マイティ・ミック

2009-01-09 22:25:34 | 雑感
野球で三振をするのは非常に格好が悪いものだ。

ミッキー・マントルは生涯で1773個もの三振を喫した。しかし人々の記憶は三振するミッキーではない。

ミッキーマントル、史上最高のスイッチヒッター。
ベーブ・ルース、ルー・ゲーリッグ、ジョー・ディマジオと連綿と続いたヤンキース帝国の正当継承者にして50年代・60年代を代表する文字通りの国民的スーパースター。リーグ優勝13回、うちワールドシリーズ制覇7回。生涯に放った536本のホームランはその飛距離が桁違い。
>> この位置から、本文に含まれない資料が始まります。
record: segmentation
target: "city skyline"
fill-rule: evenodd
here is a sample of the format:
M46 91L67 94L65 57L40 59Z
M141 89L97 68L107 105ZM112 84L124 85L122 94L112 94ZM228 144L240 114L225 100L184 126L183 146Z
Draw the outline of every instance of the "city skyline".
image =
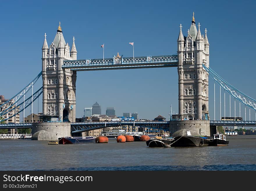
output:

1953年4月17日に放った特大弾はギネスブックも公認した世界一の172メートル。1963年5月22日に放った1発はヤンキースタジアムのライト最上部の鉄傘に直撃して跳ね返り、もう少し打球が高ければ場外ホームランという驚愕の一打だった(ちなみにヤンキースタジアムでは場外ホームランは出たことが無い)。ヤンキースタジアムの「ライト後方」がどういう作りか写真で見てほしい。もはや人間業ではない。

マイティ・ミックは人一倍多くの三振を喫したが、人々は稀代のスラッガーとして記憶している。それはマントルが生涯を通じて「特大の一発」「誰よりも遠くへ」に拘って来たからである。どういう失敗をしたかは重要ではない。何を成し遂げたかが重要だ、ということが良く分かる。

失敗は既に過去である。そこから何を学ぶかが、そしてどう過去の失敗に対応するかでその人の人生は大きく変わってくる。もしマントルが三振を恐れコンパクトなスイングをしようとしていたら、彼は国民的アイドルとして死後もここまで愛されたであろうか。

自分の特性に拘る、強みに拘ることが何よりも重要だということを示しているように思う。弱点を完全になくすことはできない。でも強みを更に伸ばすことはできる。自分の強みは何なのか、よく考えることが大切だ。